Sam Bankman-Fried was the target of various jabs in a motion submitted by Riot Games.
Riot Games has filed a legal move to try to discontinue FTX’s sponsorship of its League of Legends Championship Series in an effort to sever its relationship with the disgraced cryptocurrency exchange.
On Friday, Riot submitted a motion to the bankruptcy court, requesting to terminate the seven-year sponsorship agreement it had last summer with FTX (via Engadget).
According to Riot, FTX still owes half of the $12.5 million it pledged to pay as part of the arrangement for including FTX branding at LCS events, as was discovered by crypto-skeptic and developer of “Web3 is Going Just Great,” Molly White
However, this is not all.
The annual payment was anticipated to rise throughout the course of the seven-year sponsorship agreement, with the first quarterly payment for 2023 scheduled to arrive on January 2. Riot claims that FTX will now owe additional millions.
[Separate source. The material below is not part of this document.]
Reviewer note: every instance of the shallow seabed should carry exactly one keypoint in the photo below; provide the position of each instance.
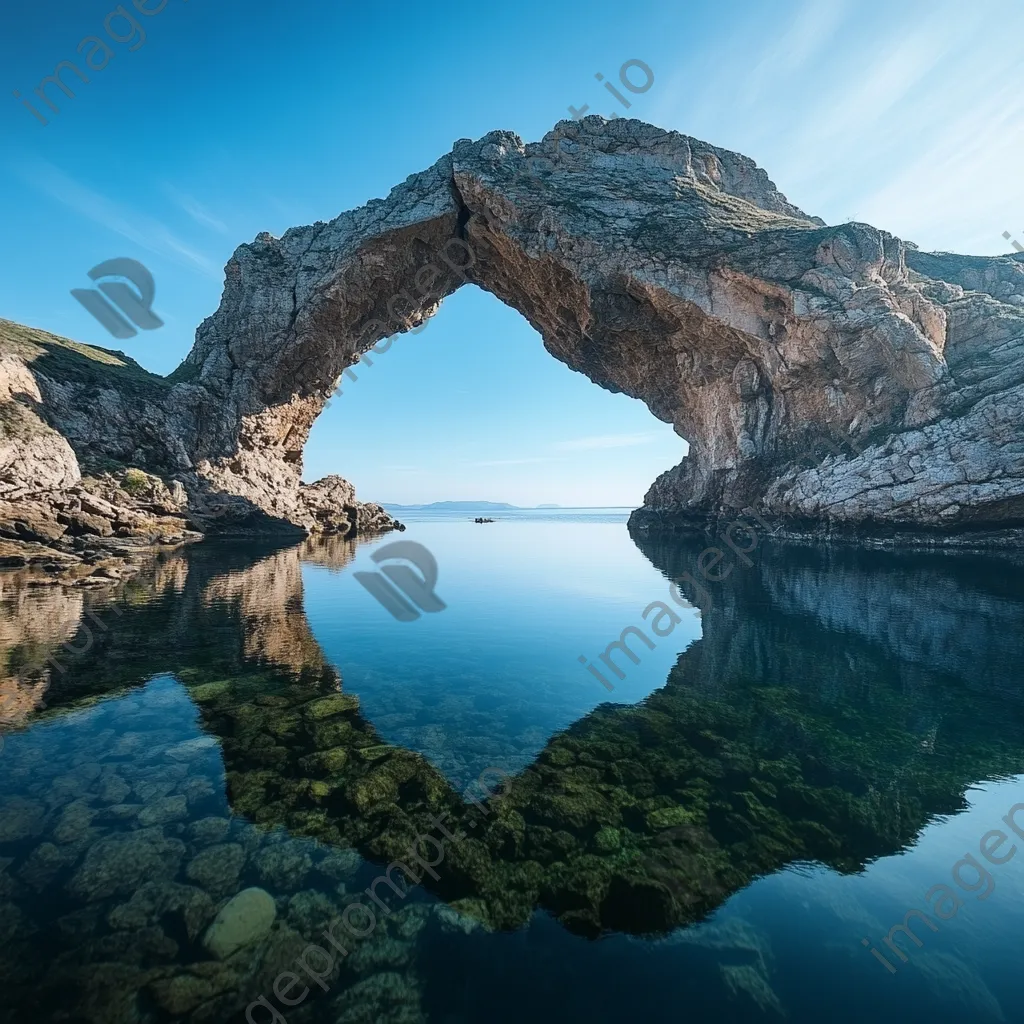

Given that FTX is in bankruptcy proceedings and that Sam Bankman-Fried, the company’s founder and former CEO, is sought after in the US on suspicion of fraud and money laundering, it is extremely doubtful that this would be paid.
Funny enough, the motion makes reference to Bankman-now Fried’s known penchant for League of Legends.
The petition states that photographs of Mr. Bankman-Fried playing Riot’s game, League of Legends, while FTX was crashing were widely circulated by media outlets and Twitter commentators.
However, in an ideal world, Bankman-Fried would have simply been better at managing a cryptocurrency exchange. “Perhaps the reputational harm would have been less severe if Bankman-Fried was truly brilliant at the game.”
It’s not the only partnership FTX has with the gaming industry.
Additionally, TSM and Furia, two esports organisations, secured contracts with the cryto exchange.
TSM made an announcement last month that it was dissolving its partnership with FTX.
It agreed to a $210 million sponsorship deal with FTX in 2021, exceeding all previous records.
The deal, which resulted in a name change to TSM FTX and a ten-year duration, has obviously been abandoned.
FTX declared bankruptcy last month after collapsing as a result of a run brought on by inquiries into thebusiness’s finances.
Sam Bankman-Fried, the company’s founder and former CEO, is now in the Bahamas, but according to a Reuters article, he is prepared to forego his right to extradition and turn himself in to authorities in the US to face accusations.